Analyzing Voting Difficulty

UC Berkeley Course: Statistics

Project 1 Image


Tools: R

  • Rigorous evaluation of voting difficulty disparities between Republican and Democratic voters using 2022 American National Election Studies (ANES) data.
  • Implemented data wrangling techniques to clean and process 1,585 survey entries, resulting in a refined dataset of 976 entries for analysis.
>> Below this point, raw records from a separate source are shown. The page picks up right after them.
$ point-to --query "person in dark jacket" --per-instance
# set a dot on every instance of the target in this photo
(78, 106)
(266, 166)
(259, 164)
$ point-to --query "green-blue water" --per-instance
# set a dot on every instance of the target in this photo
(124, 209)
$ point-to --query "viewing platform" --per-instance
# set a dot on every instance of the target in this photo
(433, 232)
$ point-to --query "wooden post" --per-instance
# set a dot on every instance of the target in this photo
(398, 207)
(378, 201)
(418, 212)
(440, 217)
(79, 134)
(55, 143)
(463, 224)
Applied non-parametric Wilcoxon ranked-sum tests to statistically analyze differences in voting difficulty, achieving significant results with a p-value of 3.6163904 * 10-6.
  • Utilized Spearman's rank correlation to assess practical implications of voting difficulties, revealing a negative association indicating Democrats experienced greater voting challenges.
  • Communicated findings to inform outreach programs, advocacy efforts, and funding strategies for a leading Democratic NGO, highlighting the importance of addressing voting disparities.
  • Proposed enhancements for future studies, including multi-year data analysis, localized research, and improved participant incentivization to strengthen findings on voting equity.
  • Final Paper

Par for Partnerships

UC Berkeley Course: Data Engineering

Project 1 Image


Tools: Python, gmaps

  • Orchestrated a strategic golf tournament aimed at fostering relationships between CourseKey, an education software company, and potential clients in the trade school sector.
  • Leveraged data analytics to select 8 prime golf courses across 7 states, targeting 221 schools, optimizing for proximity and potential customer value.
  • Utilized MongoDB for efficient data management and Neo4j graph databases for complex relationship analysis, enhancing the targeting process for high-value prospects.
  • Applied innovative data science algorithms, including node similarity and weighted degree centrality, to prioritize invitations and optimize event logistics.
  • Implemented Redis for real-time leaderboard updates during the tournament, enhancing participant engagement and operational efficiency.
  • Achieved strategic marketing objectives by integrating advanced data analysis with practical event planning, setting the stage for significant revenue growth opportunities for CourseKey.
  • Final Presentation

Bechdel Movie Test

UC Berkeley Course: Programming for Data Scientists

Bechdel Genres with highest failure rates Bechdel Genres with highest failure rates


Tools: python, pandas, matplotlib, seaborn

  • Collaborated on a data science project to investigate the correlation between movie characteristics and the Bechdel Test scores, analyzing a merged dataset from Bechdel Test and IMDb.
  • Utilized statistical analysis techniques to process and evaluate data from over 800 movies, aiming to identify patterns related to female representation in films.
  • Employed Python for data cleaning, transformation, and analysis, ensuring rigorous examination of variables such as genre, revenue, budget, and IMDb scores.
  • Presented findings indicating no significant relationship between movie features and Bechdel Test passing rates, contributing to ongoing discussions on gender representation in media.
  • Highlighted the limitations and challenges of merging disparate datasets, addressing discrepancies in movie listings and the impact on data analysis outcomes.
  • Contributed to a comprehensive report detailing methodological approaches, trend analysis, correlation studies, and insights on female representation in films, enhancing academic and industry understanding of gender dynamics in media.
  • Final Paper

This Website

Personal Project

Website HTML/CSS Screenshot


Tools: HTML, CSS, Javascript

I started this website when I graduated in 2021. The benefits of creating it were two-fold. In my classes I had just scratched the surface of learning to program in HTML and CSS and wanted a productive way to hold onto and build this skill. And, of course, I was eager to build a portfolio where I would be able to show my skillset in a uniue and personal way. I have since realized, that this means that I will now have to maintain GitHub, LinkedIn, AND a personal website, but I actually flexing the HTML/CSS muscle since I don't use it much in my work anymore.